RUTH BADER GINSBURG: The Dean greeted the women in the first year class with an invitation to dinner at his home. And we thought, Oh how thoughtful. The Dean brought us into his living room and called on each of us to tell him in turn why we were at the Harvard Law School occupying a seat that could be held by a man.

You felt in class as if all eyes were on you, and that if you didn't perform well you would be failing not only for yourself, but for all women. I attribute part of my success in law school to my daughter. She was 14 months old when I started. I mean, every day at 4 o'clock, my time at the law school was over and it was children's time. Each was a respite from the other. When my daughter went to sleep I was happy to go back to the books.

Employers were above board open about it. They would say, we had a woman lawyer once and was she dreadful.

Our strategy was the soul of simplicity. It was to go after the stereotypes that were written into law. Like the first case I argued here was "Frontiero v. Richardson." She is a Lieutenant in the Air Force. She gets no housing allowance for being a married officer, and her husband doesn't have access to the base medical and dental facilities.

It was an afternoon argument. I didn't eat lunch because he was afraid I wouldn't retain it. When I got to the podium I was at first terribly nervous, and then looked up at the justices and thought to myself, these are the most important judges in the United States, and they have to listen to me. They have no place to go.

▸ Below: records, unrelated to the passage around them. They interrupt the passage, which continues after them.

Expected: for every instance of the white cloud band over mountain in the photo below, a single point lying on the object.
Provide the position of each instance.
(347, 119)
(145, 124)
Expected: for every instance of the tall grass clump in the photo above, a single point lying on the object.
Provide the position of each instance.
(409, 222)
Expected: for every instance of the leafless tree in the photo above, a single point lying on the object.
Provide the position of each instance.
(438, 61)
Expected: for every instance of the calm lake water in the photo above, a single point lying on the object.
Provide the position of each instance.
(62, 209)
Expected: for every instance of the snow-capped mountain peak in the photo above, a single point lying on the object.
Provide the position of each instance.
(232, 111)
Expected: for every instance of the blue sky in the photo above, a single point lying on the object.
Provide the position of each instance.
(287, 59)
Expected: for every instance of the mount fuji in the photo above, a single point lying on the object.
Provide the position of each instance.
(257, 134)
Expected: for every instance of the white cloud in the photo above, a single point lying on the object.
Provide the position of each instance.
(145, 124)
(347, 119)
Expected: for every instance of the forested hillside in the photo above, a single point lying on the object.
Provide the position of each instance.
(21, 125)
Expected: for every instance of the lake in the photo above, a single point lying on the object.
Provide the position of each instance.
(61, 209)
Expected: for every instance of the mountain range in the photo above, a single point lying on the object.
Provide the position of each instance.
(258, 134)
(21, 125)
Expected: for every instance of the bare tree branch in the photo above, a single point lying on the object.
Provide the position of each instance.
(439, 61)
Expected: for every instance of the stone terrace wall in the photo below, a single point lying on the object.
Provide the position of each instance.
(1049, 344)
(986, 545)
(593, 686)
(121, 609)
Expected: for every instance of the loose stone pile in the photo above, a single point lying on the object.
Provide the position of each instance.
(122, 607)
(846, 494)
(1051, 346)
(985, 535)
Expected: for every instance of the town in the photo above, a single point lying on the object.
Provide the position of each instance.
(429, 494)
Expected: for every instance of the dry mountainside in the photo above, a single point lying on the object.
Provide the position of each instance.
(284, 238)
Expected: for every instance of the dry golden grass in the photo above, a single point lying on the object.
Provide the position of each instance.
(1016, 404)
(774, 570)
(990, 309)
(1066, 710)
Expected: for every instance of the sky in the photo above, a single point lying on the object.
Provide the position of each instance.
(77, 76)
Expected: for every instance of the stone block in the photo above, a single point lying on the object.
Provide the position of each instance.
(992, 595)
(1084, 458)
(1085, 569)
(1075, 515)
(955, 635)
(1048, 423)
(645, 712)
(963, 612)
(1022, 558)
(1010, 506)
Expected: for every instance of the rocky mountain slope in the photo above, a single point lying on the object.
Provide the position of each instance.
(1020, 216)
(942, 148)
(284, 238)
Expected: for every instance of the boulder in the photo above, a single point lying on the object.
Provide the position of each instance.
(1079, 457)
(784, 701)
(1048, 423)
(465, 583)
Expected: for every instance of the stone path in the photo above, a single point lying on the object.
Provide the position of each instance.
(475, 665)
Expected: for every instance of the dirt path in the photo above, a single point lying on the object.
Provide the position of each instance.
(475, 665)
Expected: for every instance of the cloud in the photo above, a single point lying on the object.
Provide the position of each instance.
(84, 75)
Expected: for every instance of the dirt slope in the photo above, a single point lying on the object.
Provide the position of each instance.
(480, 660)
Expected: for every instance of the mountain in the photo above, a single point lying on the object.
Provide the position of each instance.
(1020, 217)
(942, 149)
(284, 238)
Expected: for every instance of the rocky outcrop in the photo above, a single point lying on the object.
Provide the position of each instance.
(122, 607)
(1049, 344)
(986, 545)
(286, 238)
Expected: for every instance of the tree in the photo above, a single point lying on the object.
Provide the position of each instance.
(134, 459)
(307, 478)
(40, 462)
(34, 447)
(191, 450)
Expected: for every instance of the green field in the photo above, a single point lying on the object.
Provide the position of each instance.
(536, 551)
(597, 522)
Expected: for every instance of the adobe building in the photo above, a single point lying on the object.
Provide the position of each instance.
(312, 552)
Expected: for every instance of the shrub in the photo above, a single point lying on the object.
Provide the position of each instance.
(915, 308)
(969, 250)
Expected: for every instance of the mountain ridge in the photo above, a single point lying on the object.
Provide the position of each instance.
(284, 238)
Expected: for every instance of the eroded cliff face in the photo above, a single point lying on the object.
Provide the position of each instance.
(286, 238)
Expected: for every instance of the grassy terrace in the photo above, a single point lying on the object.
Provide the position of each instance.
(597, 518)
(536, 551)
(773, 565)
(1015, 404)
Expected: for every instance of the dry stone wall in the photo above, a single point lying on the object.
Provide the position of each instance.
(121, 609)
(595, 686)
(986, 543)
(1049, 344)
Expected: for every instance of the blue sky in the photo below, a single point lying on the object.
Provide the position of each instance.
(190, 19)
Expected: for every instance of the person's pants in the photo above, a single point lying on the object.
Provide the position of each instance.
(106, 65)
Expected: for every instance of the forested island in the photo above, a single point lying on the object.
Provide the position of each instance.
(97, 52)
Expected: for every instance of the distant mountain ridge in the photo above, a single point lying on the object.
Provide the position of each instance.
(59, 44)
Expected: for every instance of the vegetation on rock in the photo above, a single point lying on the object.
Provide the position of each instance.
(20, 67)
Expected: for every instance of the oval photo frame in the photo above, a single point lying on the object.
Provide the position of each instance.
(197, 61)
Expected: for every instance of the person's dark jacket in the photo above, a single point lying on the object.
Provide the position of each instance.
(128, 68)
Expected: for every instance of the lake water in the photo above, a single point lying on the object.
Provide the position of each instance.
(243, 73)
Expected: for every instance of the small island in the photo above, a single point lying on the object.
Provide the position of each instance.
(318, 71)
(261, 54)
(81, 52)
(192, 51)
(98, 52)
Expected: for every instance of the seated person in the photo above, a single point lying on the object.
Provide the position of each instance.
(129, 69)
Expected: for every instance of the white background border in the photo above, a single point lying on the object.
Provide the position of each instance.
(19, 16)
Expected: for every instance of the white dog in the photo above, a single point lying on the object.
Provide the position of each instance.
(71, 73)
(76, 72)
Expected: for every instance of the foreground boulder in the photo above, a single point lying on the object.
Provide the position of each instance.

Sex, like race, has been made the basis for unjustified, or at least unproved, assumptions concerning an individual's potential to perform or to contribute to society. These distinctions have a common effect. They help keep woman in her place, a place inferior to that occupied by men in our society.

My dear husband, Marty, left his very successful practice in New York to Washington D.C. so that we would have our life together here. He was a remarkable man. He was so comfortable about himself that he never regarded me as being any kind of a threat. He was also a fabulous cook.

I was on cloud nine. People asked me what it felt like coming out to the Rose Garden with the president, and the first thing that came into my head, well, it felt a little bit like being a bride.

BILL CLINTON: Over the course of a lifetime, in her pioneering work in behalf of the women of this country, she has compiled a truly historic record of achievement.

RUTH BADER GINSBURG: Well it is a picture now. It's some difference. People certainly know that women are present on the court. We are all over the bench. And we are certainly here to stay.